The major life-lesson my mother taught me goes much deeper than mere appearance and has served as a foundational value for me. My mother taught me the importance of praying, of having an intentional daily relationship with God in which there is the expectation that in the act of making myself present to the Holy, God, in return, will speak to me, will guide me, will make God's desires known to me.

My mother taught me this lesson so well that when God spoke audibly to me, calling me into ministry, in February of 1981, I recognized God's voice and answered "yes." It was not a stretch for me to believe that it was the voice of the Divine. It had been modeled for me in my parents' home as I was growing up. Little did I know that it was one of those transformative teachings.

Often I hear people debate whether God speaks in the 21st century. Because of the life-lesson taught to me by my mother, I personally have no doubts and, until I remember that everyone did not grow up with my mother, I am amazed that anyone would have such low expectations of God.

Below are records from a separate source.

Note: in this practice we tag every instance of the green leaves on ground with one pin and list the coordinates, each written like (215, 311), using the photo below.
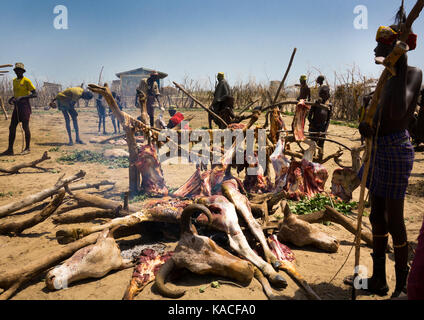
(93, 157)
(318, 203)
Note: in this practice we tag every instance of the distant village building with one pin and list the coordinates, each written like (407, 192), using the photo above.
(51, 89)
(130, 80)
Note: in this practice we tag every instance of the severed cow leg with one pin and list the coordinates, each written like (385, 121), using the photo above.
(164, 210)
(224, 218)
(231, 192)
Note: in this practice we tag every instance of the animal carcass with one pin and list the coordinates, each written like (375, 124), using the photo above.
(94, 261)
(302, 233)
(298, 178)
(145, 271)
(148, 165)
(201, 255)
(298, 125)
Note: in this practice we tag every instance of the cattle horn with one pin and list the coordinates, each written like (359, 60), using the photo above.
(160, 281)
(185, 220)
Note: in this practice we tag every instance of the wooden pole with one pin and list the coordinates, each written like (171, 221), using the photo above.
(285, 76)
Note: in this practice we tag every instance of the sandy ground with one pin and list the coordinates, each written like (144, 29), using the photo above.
(48, 133)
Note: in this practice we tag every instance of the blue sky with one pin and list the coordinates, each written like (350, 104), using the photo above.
(246, 39)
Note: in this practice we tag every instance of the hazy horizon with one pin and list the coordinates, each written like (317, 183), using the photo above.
(247, 40)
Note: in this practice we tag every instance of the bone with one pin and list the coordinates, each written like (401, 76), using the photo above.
(302, 233)
(94, 261)
(12, 280)
(225, 219)
(201, 255)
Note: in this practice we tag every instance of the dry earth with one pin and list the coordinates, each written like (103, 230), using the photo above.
(48, 133)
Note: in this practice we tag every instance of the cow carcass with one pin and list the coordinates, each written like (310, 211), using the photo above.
(145, 271)
(201, 255)
(94, 261)
(298, 125)
(147, 163)
(224, 218)
(299, 179)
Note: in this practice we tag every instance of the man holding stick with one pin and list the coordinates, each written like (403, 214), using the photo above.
(319, 117)
(392, 158)
(222, 92)
(66, 101)
(23, 91)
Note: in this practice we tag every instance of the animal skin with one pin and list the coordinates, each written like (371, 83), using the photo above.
(301, 233)
(201, 255)
(298, 125)
(145, 271)
(148, 165)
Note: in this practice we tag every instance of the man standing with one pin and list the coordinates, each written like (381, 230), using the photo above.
(319, 116)
(222, 91)
(153, 96)
(393, 159)
(101, 112)
(305, 92)
(23, 90)
(66, 101)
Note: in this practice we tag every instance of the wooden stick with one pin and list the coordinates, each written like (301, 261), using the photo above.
(16, 227)
(332, 215)
(78, 217)
(12, 280)
(32, 164)
(213, 114)
(14, 206)
(92, 185)
(285, 76)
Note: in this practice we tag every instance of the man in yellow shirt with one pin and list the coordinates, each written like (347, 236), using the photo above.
(23, 90)
(66, 101)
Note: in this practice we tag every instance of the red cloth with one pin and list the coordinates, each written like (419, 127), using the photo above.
(177, 118)
(416, 276)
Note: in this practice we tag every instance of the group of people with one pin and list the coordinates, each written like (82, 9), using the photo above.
(393, 152)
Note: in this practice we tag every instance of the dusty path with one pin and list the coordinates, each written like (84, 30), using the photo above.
(48, 132)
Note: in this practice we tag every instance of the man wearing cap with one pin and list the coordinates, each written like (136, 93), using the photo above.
(320, 115)
(393, 159)
(176, 118)
(305, 92)
(222, 90)
(153, 96)
(66, 101)
(23, 91)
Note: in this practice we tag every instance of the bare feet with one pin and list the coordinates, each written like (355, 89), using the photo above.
(6, 153)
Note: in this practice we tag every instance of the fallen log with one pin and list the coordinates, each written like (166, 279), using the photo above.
(14, 206)
(11, 281)
(16, 227)
(88, 200)
(32, 164)
(91, 185)
(78, 217)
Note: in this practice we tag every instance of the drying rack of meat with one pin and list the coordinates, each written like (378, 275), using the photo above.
(214, 198)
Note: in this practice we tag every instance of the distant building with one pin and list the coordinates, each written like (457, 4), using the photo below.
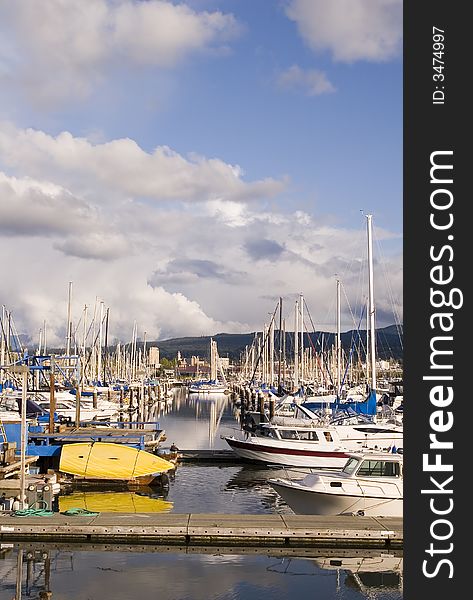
(225, 362)
(153, 356)
(196, 361)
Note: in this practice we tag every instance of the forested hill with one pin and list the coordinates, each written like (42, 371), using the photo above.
(388, 343)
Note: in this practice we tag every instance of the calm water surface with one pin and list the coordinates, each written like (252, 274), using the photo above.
(171, 573)
(203, 574)
(195, 422)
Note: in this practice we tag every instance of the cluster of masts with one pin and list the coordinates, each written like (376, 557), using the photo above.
(267, 358)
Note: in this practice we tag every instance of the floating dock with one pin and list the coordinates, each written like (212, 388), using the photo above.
(206, 530)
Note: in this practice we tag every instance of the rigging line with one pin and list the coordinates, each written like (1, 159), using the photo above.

I have learned that if I am to hear from God, I have to prepare a place in me to receive what is being spoken to me. I do this through silently reflecting on the sacred stories of the Bible, by disciplined prayer, by inviting others to pray for me, through communal worship, and by growing more space in each day to listen for the voice of God. Some days I am better at this than others. Engrained deeply within my heart and soul and mind is this life-altering lesson taught to me by my mother. I cannot get away from it. It lives within me, this expectation that God will speak to me, to others, and to the world! Thank you, Mom, for teaching this lesson!